History Abounds In This Community

HISTORY ABOUNDS IN THIS COMMUNITY 

Wednesday, August 22, 2007 (Napanee Beaver)

Friday, August 24, 2007 (Picton Gazette)

When September 15th rolls around, I will have been to Jones Falls no fewer than 11 times this year. This community off Highway 15, north of Kingston, may be small, but sees hundreds of people a day, because it lies along a major waterway, the Rideau Canal. I visit often for no reason other than that it’s there.

However, I am mainly there this year to lead a series of interpretive kayak tours, from Jones Falls, 18 km north to the village of Newboro. By September 15th, I am quite certain staff at Frontenac Outfitters who are hosting the tours, will be able to blindfold me, and just shove me into the water, and I will find my way to Newboro through the numerous channels and series of five lakes and two locks just fine! The tours I have done so far have been filled to capacity, and it is no wonder, for this is the Rideau Canal’s 175th anniversary. The popular waterway is absolutely humming this summer with pleasure boats and various events.

Part of my job on these tours is to interpret the history of this historic waterway, and explain the locking system to those who join us. I have paddled the entire system from Kingston to Ottawa, on two occasions, and with the possible exception of Merrickville whose historic buildings embraced me to the point where I had to be dragged away, Jones Falls has got to be my favourite location along the entire 202 km route. While summer with its flotilla of pleasure boats passing through, accented by a backdrop of rugged landscape has inspired many an artist and photographer, it is autumn when the area becomes emblazoned with some of the richest colours I have ever seen. So much so, I intend to organize a fall colour bus tour to Jones Falls in a couple of years.

The Rideau Canal was completed in 1832, an incredible six years after it was begun. Colonel By and his workers – thousands of Irish immigrants and French Canadian labourers – hand dug over 18 km of navigable channels to connect existing bodies of water, to form a complete route from Ottawa to Kingston. The canal was conceived in the wake of the War of 1812 as a secure war time supply route for troops and supplies from Montreal to reach the settlements of Upper Canada and the strategic naval dockyard at Kingston. It was considered one of the greatest engineering feats of its time.
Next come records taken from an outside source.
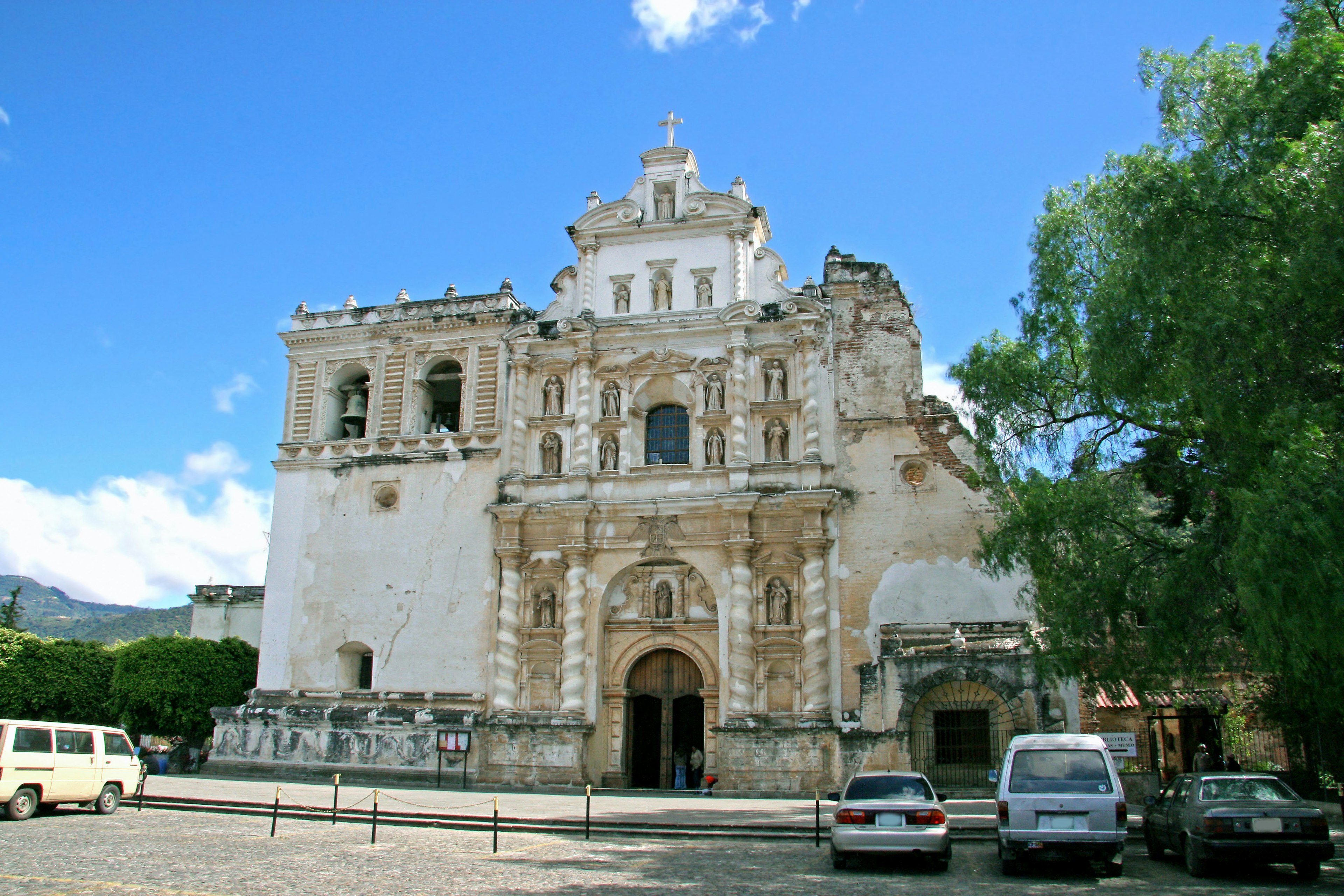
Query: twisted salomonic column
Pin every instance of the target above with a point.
(738, 402)
(816, 657)
(518, 417)
(741, 643)
(811, 425)
(581, 452)
(506, 639)
(574, 655)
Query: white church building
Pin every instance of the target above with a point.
(687, 508)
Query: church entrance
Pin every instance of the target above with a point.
(666, 718)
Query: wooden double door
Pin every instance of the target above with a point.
(666, 718)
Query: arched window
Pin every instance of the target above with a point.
(668, 436)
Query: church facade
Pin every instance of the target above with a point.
(685, 511)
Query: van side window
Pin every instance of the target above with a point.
(116, 746)
(75, 742)
(33, 739)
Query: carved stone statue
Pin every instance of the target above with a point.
(704, 293)
(714, 393)
(546, 608)
(554, 391)
(775, 390)
(662, 293)
(714, 448)
(611, 399)
(552, 453)
(777, 602)
(663, 601)
(776, 441)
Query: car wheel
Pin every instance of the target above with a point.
(22, 805)
(108, 800)
(1194, 864)
(1308, 870)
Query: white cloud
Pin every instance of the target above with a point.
(237, 387)
(139, 539)
(674, 23)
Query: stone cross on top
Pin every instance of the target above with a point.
(670, 124)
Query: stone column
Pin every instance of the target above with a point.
(581, 452)
(811, 418)
(518, 417)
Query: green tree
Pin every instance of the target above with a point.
(11, 612)
(167, 686)
(54, 680)
(1164, 436)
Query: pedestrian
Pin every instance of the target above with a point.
(1203, 761)
(697, 768)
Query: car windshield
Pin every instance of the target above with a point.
(889, 788)
(1253, 789)
(1059, 771)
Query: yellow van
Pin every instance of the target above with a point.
(45, 763)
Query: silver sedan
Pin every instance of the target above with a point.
(890, 813)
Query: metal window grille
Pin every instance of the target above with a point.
(668, 436)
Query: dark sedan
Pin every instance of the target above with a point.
(1237, 817)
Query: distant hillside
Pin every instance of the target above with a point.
(51, 613)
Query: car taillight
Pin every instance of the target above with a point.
(926, 817)
(855, 817)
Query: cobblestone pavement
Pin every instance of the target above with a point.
(168, 854)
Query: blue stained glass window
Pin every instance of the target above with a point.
(668, 436)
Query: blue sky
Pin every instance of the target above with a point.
(175, 178)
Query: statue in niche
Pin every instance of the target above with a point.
(552, 453)
(546, 608)
(714, 393)
(554, 393)
(776, 441)
(777, 602)
(608, 455)
(714, 448)
(611, 399)
(704, 293)
(662, 293)
(775, 382)
(663, 601)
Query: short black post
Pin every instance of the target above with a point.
(373, 838)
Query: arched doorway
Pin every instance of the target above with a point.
(666, 716)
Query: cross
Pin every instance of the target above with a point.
(670, 124)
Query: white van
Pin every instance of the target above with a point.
(1059, 797)
(45, 763)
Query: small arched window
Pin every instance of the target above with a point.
(668, 436)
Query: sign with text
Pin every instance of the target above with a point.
(455, 741)
(1121, 743)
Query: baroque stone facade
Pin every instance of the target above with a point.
(668, 515)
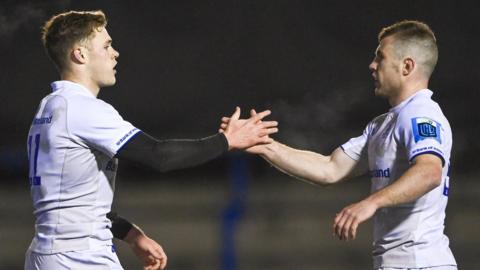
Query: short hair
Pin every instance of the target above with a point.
(63, 30)
(414, 38)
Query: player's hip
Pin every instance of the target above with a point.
(98, 259)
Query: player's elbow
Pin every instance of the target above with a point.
(327, 178)
(434, 176)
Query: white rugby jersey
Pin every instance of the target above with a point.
(71, 144)
(409, 235)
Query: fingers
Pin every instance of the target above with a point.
(236, 114)
(225, 119)
(259, 116)
(152, 264)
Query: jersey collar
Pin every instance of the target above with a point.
(71, 86)
(424, 93)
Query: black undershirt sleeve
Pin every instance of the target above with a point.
(120, 226)
(167, 155)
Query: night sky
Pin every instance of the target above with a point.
(185, 64)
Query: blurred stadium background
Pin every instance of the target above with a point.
(184, 64)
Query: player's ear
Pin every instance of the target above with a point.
(408, 66)
(78, 55)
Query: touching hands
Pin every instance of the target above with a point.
(147, 250)
(245, 133)
(346, 222)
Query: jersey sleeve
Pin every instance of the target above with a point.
(100, 126)
(421, 132)
(355, 147)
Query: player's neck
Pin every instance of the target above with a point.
(86, 82)
(406, 92)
There are 26 lockstations, incorporating a total of 47 locks. Jones Falls has four such locks, considered to be the most complex on the entire system, lifting boats an incredible 62 feet, before they continue their journey northward, overcoming the natural rise in water level between Cranberry Marsh and Sand Lake. There is much to see here at Jones Falls from a restored defensible lockmaster’s house to a blacksmith shop which continues to turn out forged items, not to facilitate repairs, but rather, in producing novelty items for tourists.

Perhaps the greatest feat at Jones Falls was the dam, considered in its day to be the tallest such structure in North America. A similar dam had been constructed at Hogg’s Back, near Ottawa, but collapsed three times due to instability. Workers learned from their mistakes, and they determined that this dam at Joes Falls would be a success. But its construction did not come without a price. Many died during its construction, and one person on his death bed allegedly murmured these final words, “I die with a smile on my lips, not because of the hope of Heaven, but because the tortures of Hell will be more pleasant than the work at the Jones Falls Dam.” Whether or not he actually said these words is uncertain, as the community for many years was known as Long Falls, and was renamed Jones Falls, after property and mill owner Charles Jones. Still present today is the Long Bridge, no longer serving as a road, but as a foot bridge to the famous Hotel Kenny that has been in the same family for five generations.

But it is the Stone Arch Dam that visitors make a point to see. This engineering marvel is over 350 feet in length and 60 feet in height. Built as an arch, it is said, were it not for the trees that now grow against the dam, its parabolic effect will allow a person at one end to speak in a normal voice, and be heard by a second person at the other end of the structure. At its base, the dam is some 30 feet in width, reinforced by an underwater mud slope extending 127 feet upstream to reduce pressure on the dam. All of this, done by hand and it still functions today to maintain water levels in Sand Lake, just as the hand winches called “crabs” still open and close the lock gates as they did when the canal was first opened in 1832.

Nearby is the community of California, an early settlement so-named because it was the dream of early settlers to join the “Rush of ‘49” and find gold. The California School, Union Church and the cheese factory, are but memories, converted long ago to private homes.